8 - La fuite comme rupture sociale : ne pas se reconnaître dans une façon de vivre. Partir ailleurs. Chercher un autre mode de vie. Vagabondage.
Le mec sous le porche, au bas de l’escalier, c’est un vagabond qui y a élu domicile depuis trois jours. C’est vrai qu’il ne fait pas chaud. J’aimerai bien lui offrir l’hospitalité. Mais j'hésite... Et d'abord, que font les services sociaux ?
9 - Le courage de la fuite : face à l’agression l’esquive est un courage pratiquée par des sportifs entrainés. Le retour de Sun Tzu.
Eviter l’affrontement. Esquiver l’attaque. Dans un monde de brutes la fuite est appelée couardise. Mais pour un sportif bien entrainé c’est la meilleure des ripostes. Si nous utilisions l’aïkido en politique, les électeurs auraient meilleur cœur à aller voter.
10 - Solitude et fuite :
Parfois je fuis pour échapper à la solitude mais souvent c’est pour la retrouver. Raisons d’une fuite. Etre seul est comme la langue d’Esope : la meilleure et la pire des choses. J’aime la solitude mais cet amour ne plait pas à tout le monde. L’homme de ma vie refuse de me l’entendre dire. Il croit que cela va le déposséder de ma présence. Il imagine que lorsque je m’éjecte de la vie quotidienne, c’est parce que je refuse de lui ouvrir ma porte. Parfois je me dis qu’il est idiot mais avec le temps j’ai compris que la solitude lui fait peur. Mon rêve de fuite est maintenant lié à ma détestation de son sentiment d'abandon.
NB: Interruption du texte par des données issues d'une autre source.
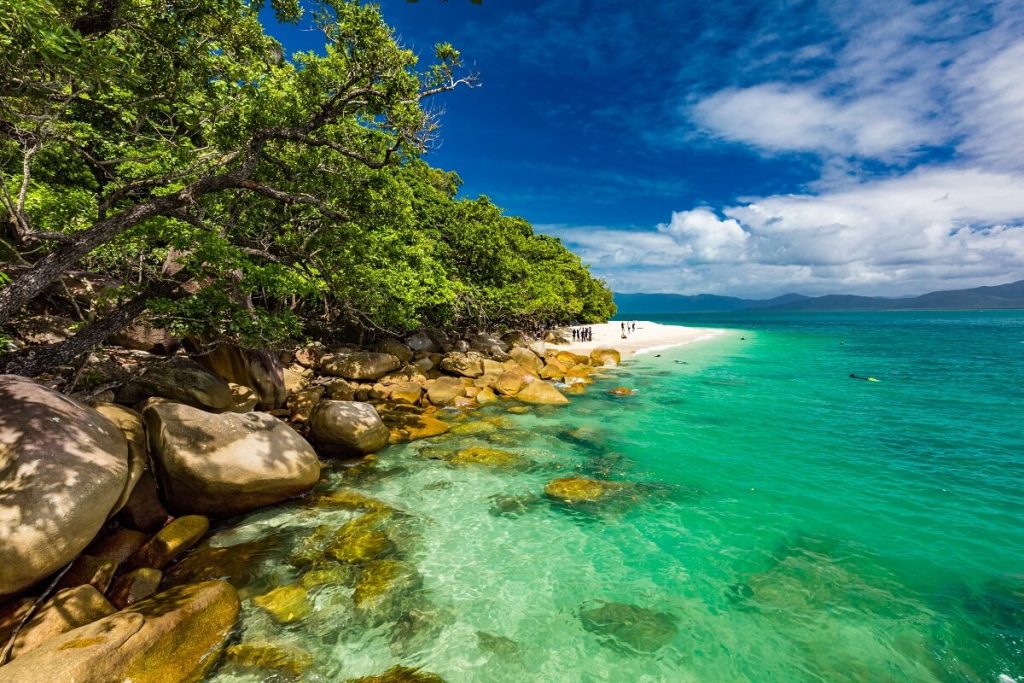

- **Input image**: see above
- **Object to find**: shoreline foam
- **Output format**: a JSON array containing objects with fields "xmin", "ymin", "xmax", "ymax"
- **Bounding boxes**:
[{"xmin": 549, "ymin": 321, "xmax": 726, "ymax": 358}]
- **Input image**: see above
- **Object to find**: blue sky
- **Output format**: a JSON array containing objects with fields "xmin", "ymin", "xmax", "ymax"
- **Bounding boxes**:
[{"xmin": 268, "ymin": 0, "xmax": 1024, "ymax": 296}]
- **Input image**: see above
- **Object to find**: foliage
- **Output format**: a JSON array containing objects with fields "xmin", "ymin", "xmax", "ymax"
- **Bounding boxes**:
[{"xmin": 0, "ymin": 0, "xmax": 613, "ymax": 358}]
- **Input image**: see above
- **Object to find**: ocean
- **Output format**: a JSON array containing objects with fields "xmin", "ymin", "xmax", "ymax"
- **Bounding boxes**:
[{"xmin": 208, "ymin": 311, "xmax": 1024, "ymax": 683}]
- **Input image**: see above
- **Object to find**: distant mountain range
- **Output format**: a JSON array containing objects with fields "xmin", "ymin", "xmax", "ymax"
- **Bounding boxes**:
[{"xmin": 615, "ymin": 280, "xmax": 1024, "ymax": 316}]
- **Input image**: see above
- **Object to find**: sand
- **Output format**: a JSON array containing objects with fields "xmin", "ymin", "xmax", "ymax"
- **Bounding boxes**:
[{"xmin": 549, "ymin": 321, "xmax": 725, "ymax": 357}]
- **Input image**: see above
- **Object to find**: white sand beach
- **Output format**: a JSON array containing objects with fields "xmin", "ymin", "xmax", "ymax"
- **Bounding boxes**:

Comme un enfant qui appelle sa mère, il craint mes départs dans le monde désertique des solitaires. Mais justement le désert m'attire, il m'hypnotise. L'arridité, la chaleur, la soif mais surtout immense, lumineux, désolé : le désert me console.
11 - Philosophie de la fuite : peut-on choisir la fuite comme philosophie de vie ? Etre éternellement «ailleurs». Le bonheur de fuir : en quoi la fuite concourt-elle à l’équilibre d’une vie ?
En mon for intérieur, jamais je ne pourrais arrêter de faire l’éloge de la fuite. Même si je sais quelquefois, combien cette aspiration à l’exil me trouble et me fait peur.